2. Yargıtay (Kapatılan) 16. Hukuk Dairesinin 03.03.2015 tarihli ve 2015/3658 Esas, 2015/1663 Karar sayılı kararıyla; “Dava konusu taşınmaz, öncesinde tarafların ortak murisi ...'ya aitken ölümüyle tüm mirasçılarına kaldığı gerekçe gösterilmek suretiyle tespit ve tescil edilmiş, davacı taraf taksim, takas ve fiili durum iddiasına dayanarak dava açmış, Mahkemece davacı iddiaları yerinde görülerek yazılı şekilde karar verilmiştir. Taşınmazın öncesinin tarafların ortak murisi ...'ya ait olduğu uyuşmazlık konusu değildir. Uyuşmazlık, ...'nın ölümünden sonra terekesinin yasal mirasçıları arasında yöntemine uygun şekilde paylaşılıp paylaşılmadığı, paylaşıldıysa çekişmeli taşınmazın kimin payına kaldığı veya takasa konu edilip edilmediği noktasında toplanmaktadır. Mahkemece keşif sırasında dinlenen sadece bir yerel bilirkişinin, maddi olaylara dayanmayan ve soyut nitelikteki beyanlarına değer verilmek suretiyle karar verilmişse de yapılan araştırma bu itibarla hüküm vermeye yeterli değildir. Hal böyle olunca doğru sonuca ulaşabilmek için öncelikle tarafların kök miras bırakanı ...'nın terekesine dahil tüm taşınmazlara ilişkin kadastro tutanakları ile kesinleşmiş olanların tapu kayıtları getirtilmeli, iddia ve savunmalarına ilişkin taraflara tanık bildirme imkanı verilmeli, bundan sonra mahallinde taşınmazı iyi bilen, yaşlı, tarafsız ve önceki yerel bilirkişilerin dışında 3 kişilik yerel bilirkişi kurulu ve taraf tanıklarının katılımı ile yeniden keşif yapılmalı, keşif sırasında bilirkişi ve tanıklardan, tarafların kök miras bırakanı ...'nın terekesine dahil taşınmazların mirasçılar arasında paylaşılıp paylaşılmadığı, paylaşıldıysa hangi tarihte paylaşıldığı, bu paylaşımın bozulup bozulmadığı, paylaşımda hangi taşınmazın kime düştüğü ve bunların akıbetlerinin ne olduğu hususunda olaylara dayalı bilgi alınmalı, bilirkişi ve tanık beyanları getirtilen kadastro tutanakları ile denetlenmeli, yine çekişmeli taşınmazın paylaşmaya tabi tutulduysa kime kaldığı, paylaşma tarihinden sonra taşınmazın kim tarafından hangi süreyle ve ne şekilde kullanıldığı belirlenmeli, beyanlar arasında çıkabilecek çelişkiler gerektiğinde yüzleştirme yapılarak giderilmeye çalışılmalı, bundan sonra tüm deliller birlikte değerlendirilerek sonucuna göre hüküm kurulmalıdır...” gerekçesiyle karar bozulmuştur.

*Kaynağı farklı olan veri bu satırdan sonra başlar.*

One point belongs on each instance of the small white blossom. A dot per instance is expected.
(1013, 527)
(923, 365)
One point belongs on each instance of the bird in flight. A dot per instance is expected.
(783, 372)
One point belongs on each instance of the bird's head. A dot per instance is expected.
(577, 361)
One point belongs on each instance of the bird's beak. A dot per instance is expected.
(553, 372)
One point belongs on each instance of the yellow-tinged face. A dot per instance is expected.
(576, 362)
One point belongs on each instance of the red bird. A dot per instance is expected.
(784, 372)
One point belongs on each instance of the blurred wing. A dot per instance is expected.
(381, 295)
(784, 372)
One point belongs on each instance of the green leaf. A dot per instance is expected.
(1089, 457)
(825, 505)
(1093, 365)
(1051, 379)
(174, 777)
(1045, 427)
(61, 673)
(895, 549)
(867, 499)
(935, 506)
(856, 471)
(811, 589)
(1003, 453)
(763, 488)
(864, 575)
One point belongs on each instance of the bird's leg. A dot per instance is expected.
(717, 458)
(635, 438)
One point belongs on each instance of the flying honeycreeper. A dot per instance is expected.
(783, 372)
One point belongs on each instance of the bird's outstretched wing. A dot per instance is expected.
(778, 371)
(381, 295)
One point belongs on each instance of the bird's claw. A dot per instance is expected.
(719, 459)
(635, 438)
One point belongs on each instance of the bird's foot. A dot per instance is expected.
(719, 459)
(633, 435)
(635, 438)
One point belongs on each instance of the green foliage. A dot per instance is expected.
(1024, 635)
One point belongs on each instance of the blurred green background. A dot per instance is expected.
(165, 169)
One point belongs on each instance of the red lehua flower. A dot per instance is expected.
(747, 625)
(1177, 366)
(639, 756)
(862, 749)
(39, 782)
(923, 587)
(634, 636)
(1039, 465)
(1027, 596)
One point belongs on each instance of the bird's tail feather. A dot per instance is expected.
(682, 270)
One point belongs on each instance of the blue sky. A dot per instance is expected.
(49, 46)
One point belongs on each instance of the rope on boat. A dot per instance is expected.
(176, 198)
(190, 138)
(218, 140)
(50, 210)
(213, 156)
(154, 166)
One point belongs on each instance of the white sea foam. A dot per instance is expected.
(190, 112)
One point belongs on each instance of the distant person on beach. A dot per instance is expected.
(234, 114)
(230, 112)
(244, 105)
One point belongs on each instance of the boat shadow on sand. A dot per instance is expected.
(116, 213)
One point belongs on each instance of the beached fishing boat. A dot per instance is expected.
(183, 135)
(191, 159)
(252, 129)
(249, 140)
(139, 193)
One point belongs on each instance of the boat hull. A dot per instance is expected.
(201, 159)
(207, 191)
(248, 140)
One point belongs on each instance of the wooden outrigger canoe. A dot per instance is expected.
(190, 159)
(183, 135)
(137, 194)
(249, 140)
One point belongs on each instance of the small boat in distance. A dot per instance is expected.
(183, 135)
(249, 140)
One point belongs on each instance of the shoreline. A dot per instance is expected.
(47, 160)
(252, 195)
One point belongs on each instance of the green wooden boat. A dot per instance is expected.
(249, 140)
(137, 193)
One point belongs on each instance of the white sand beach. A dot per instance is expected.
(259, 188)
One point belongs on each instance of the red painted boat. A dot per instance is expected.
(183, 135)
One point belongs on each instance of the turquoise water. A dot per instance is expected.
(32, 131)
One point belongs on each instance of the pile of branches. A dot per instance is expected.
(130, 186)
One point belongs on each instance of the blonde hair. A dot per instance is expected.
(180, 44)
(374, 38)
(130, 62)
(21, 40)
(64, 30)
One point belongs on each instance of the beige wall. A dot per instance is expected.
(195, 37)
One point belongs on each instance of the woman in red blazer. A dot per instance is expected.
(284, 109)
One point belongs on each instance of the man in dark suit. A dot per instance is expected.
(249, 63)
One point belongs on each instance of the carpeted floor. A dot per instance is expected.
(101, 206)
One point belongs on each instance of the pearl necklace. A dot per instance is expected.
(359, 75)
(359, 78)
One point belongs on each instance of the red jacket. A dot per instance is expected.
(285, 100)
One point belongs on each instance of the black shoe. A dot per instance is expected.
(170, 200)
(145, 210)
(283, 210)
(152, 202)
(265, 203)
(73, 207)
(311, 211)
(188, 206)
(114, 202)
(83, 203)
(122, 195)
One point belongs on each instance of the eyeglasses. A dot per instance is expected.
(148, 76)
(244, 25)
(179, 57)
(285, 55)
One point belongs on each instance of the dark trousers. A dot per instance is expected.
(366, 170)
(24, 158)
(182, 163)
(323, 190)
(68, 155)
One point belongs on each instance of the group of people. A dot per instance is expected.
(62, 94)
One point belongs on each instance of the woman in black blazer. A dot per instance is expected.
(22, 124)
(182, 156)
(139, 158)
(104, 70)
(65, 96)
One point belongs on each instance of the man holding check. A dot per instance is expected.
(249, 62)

B. Mahkemesince Bozmaya Uyularak Verilen Karar
Pazar (Rize) 1. Asliye Hukuk Mahkemesinin 25.03.2021 tarihli ve 2015/605 Esas, 2021/296 Karar sayılı kararıyla; dava konusu taşınmazın kök muris ...’dan kaldığı, ancak davacılarca dava konusu edilen kısmın taksim sonucu kendilerine kaldığı iddiasının ispat edilemediği gerekçesiyle davanın reddine karar verilmiştir.
V. TEMYİZ
A. Temyiz Yoluna Başvuranlar
Mahkemenin yukarıda belirtilen kararına karşı süresi içinde davacılar vekili temyiz isteminde bulunmuştur.
B. Temyiz Sebepleri
Davacılar vekili temyiz dilekçesinde özetle; kararın usul ve yasaya aykırı olduğunu, mahalli bilirkişi ve tanıkların taşınmazda dava konusu edilen alanın paylaşım nedeniyle davacıların murisine kaldığını beyan ettiklerini, dava konusu edilen kısımda bulunan evin kullanımının da davacıların murisinde ve davacılarda olduğunu, uzun süreli kullanımın da taksime karine teşkil ettiğini, taşınmaz üzerindeki evin davacılar tarafından uzun yıllardır ihtilafsız kullanılması ve etrafının çitle çevrili olmasının taksimin varlığını gösterdiğini, davanın kabulüne karar verilmesi gerektiğini belirterek kararın bozulmasını istemiştir.
C. Gerekçe
1. Uyuşmazlık ve Hukuki Nitelendirme
Dava, kadastro öncesi hukuki nedene dayalı tapu iptali ve tescil istemine ilişkindir.
2. İlgili Hukuk
3402 sayılı Kadastro Kanunu'nun 14. maddesi,
4721 sayılı Türk Medeni Kanunu'nun (TMK) 713. maddesi.
3. Değerlendirme
1. Temyiz olunan nihai kararların bozulması 6100 sayılı HMK'nın geçici 3/2. maddesinin yollamasıyla 1086 sayılı HUMK'un uygulanacağı davalar yönünden HUMK'un 428. maddesinde yer alan sebeplerden birinin varlığı hâlinde mümkündür.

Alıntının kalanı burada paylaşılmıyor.